Monday, October 19, 2009

NGO ORGANISES WORKSHOP FOR PEER EDUCATORS (PAGE 23, OCT 17)

HEALTH Foundation of Ghana (HFG), which has been selected by the Ghana AIDS Commission (GAC) to implement its Multi-Sectoral HIV and AIDS prevention programme (MSHAP)-2009 in the Brong Ahafo Region, has held a workshop for 50 selected peer educators and 10 community condom distributors at Kukuom.
The workshop was aimed at empowering the participants with skills and knowledge for the promotion of positive behavioural change and the prevention of the HIV and AIDS pandemic.
 The HFG is currently implementing the programme in five districts in the region, namely, Asutifi, Tanoso North, Tanoso South, Asunafo North and Asunafo South.

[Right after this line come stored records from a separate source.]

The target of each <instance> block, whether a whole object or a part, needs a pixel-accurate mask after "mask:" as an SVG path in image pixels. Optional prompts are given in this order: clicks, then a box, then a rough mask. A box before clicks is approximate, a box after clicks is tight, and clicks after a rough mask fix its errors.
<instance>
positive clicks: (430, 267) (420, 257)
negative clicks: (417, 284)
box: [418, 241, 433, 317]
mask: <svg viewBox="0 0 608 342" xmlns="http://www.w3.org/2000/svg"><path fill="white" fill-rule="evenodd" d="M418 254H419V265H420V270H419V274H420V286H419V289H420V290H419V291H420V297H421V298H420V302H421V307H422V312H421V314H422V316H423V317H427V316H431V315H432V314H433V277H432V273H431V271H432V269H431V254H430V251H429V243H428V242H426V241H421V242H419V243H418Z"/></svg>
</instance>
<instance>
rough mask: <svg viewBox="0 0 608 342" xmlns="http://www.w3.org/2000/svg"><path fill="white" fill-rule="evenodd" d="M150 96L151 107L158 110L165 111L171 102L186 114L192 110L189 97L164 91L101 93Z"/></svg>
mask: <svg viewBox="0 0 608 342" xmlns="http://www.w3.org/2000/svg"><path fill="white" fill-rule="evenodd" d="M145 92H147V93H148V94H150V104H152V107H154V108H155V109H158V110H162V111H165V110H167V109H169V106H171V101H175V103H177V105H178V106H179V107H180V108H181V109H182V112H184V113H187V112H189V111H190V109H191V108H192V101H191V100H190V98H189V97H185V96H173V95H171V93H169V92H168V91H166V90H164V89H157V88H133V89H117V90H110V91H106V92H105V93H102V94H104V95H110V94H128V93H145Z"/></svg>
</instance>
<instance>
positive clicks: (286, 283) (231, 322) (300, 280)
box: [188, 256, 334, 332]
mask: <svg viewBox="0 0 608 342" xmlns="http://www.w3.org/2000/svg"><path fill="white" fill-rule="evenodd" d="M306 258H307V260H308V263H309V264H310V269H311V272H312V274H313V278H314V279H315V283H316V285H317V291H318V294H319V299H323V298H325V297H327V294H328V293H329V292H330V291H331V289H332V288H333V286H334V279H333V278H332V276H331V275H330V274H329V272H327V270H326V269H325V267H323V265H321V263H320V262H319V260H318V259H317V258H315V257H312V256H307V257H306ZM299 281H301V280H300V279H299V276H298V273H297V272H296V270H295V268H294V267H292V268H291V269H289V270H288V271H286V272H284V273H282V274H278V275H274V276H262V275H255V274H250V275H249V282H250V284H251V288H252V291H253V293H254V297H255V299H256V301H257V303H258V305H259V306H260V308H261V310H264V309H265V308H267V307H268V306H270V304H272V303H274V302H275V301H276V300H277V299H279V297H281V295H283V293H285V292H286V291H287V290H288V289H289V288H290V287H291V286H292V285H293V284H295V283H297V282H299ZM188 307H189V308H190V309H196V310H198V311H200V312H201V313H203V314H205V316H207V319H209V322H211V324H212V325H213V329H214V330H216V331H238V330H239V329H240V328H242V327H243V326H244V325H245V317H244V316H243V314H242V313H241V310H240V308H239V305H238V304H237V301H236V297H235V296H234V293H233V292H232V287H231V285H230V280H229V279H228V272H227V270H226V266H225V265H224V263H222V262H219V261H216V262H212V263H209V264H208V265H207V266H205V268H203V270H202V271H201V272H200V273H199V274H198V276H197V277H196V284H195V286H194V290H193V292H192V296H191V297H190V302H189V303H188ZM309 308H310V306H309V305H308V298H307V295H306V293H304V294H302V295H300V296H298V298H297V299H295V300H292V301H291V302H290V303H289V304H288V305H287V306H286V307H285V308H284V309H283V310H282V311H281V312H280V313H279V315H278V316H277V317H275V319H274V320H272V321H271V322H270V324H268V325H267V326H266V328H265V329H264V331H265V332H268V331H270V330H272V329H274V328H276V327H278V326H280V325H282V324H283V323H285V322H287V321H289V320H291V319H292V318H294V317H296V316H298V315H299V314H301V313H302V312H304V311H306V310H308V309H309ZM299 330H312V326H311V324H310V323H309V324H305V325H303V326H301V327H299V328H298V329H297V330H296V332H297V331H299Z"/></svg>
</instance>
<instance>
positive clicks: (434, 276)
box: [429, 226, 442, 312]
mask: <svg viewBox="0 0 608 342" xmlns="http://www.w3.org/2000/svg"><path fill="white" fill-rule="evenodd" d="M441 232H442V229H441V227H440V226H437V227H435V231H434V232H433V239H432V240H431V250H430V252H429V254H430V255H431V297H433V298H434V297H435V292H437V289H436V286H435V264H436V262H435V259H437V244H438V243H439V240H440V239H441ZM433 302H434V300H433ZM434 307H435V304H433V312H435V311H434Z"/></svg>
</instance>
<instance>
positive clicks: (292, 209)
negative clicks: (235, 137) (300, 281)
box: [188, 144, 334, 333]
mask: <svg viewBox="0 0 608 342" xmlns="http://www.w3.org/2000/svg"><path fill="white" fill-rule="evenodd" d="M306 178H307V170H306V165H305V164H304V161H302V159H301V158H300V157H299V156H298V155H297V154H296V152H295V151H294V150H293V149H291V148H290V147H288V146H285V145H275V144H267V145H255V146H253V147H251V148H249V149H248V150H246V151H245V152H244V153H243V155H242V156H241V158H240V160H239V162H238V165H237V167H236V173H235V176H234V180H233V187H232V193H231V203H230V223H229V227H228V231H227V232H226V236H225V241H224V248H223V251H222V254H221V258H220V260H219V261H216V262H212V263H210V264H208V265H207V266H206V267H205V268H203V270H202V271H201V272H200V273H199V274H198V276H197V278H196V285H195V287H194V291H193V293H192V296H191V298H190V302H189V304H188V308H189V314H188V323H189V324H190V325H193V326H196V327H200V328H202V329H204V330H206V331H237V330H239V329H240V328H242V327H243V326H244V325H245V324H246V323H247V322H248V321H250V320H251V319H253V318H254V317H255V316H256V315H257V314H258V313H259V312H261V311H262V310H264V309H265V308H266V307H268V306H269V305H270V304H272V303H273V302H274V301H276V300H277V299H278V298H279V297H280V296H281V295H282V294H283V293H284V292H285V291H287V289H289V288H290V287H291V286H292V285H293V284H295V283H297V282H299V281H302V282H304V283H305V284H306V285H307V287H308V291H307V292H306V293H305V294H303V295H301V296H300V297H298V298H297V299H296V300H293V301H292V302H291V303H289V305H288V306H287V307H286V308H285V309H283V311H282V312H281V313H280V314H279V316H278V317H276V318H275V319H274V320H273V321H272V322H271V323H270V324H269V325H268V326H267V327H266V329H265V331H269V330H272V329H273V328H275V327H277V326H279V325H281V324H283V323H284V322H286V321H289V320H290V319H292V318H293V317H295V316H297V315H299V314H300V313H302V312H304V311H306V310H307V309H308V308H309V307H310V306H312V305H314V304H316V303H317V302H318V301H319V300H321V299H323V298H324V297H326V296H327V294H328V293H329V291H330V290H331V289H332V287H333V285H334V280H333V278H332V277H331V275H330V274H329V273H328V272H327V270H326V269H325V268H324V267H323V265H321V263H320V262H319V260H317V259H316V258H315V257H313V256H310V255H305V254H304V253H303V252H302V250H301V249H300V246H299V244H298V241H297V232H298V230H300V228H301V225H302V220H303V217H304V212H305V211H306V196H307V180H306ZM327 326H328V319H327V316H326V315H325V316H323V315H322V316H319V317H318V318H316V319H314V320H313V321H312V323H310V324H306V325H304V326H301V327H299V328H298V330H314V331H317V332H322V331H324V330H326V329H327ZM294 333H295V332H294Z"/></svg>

 The MSHAP-2009 Behaviour Change Communication and Preventive for HIV/AIDS, is a component of the GAC’s decentralised responses to address the HIV pandemic in the country and is aimed at reducing the number of new infections and preventing the spread of HIV in the Brong Ahafo Region.
According to the Programmes Co-ordinator, Mr Charles Ampontuah Yeboah, the specific objectives of the workshop were to introduce the participants to all aspects of the MSHAP 2009 programme and to train them on the need to educate the youth and the general population on behavioural change.
  The Country Director of HFG, Mrs Linda Arthur, explained that in all the five target districts, the HFG was partnering with the local non-governmental organisations (NGOs), field-based organisations (FBOs), community-based organisations (CBOs), the District Health Directorates, the District Education Directorates, the District and Municipal Assemblies and other organised stakeholder groups to implement the MSHAP 2009 sub-project.
She added that a participatory approach had been adopted from the planning stage through to the implementing and monitoring stages in each district to ensure stakeholder commitment, sustainability and success.
  Mrs Arthur said the other activity was the use of mass media behaviour change communication messages for the promotion of positive behavioural change, the distribution of T-shirts, brochures and posters, and conducting mobile outreach counselling and testing services.
 She said HIV and AIDS were unprecedented global development challenges that had already caused so many hardships, illnesses and deaths, stressing that the pandemic not only affected individuals but also devastated households and communities, as well as threatened entire nations.
 According to Mrs Arthur, reports indicated that out of the 33.2 million people living with HIV/AIDS worldwide in 2007, 22.5 million were from Sub-Saharan Africa, describing the statistics as alarming.
 She emphasised that behaviours that spread HIV were fuelled by social, cultural, economic and legal factors, which made it more difficult for people to protect themselves and which worsened the consequences of the epidemic.
  The Project Co-ordinator of Planned Parenthood Association of Ghana in Sunyani, Mr Captain Amos Adu Okyere, said even though carrying condoms by someone did not mean he or she was sexually active, learning about condoms should also not encourage the youth to be displaying them at any given time.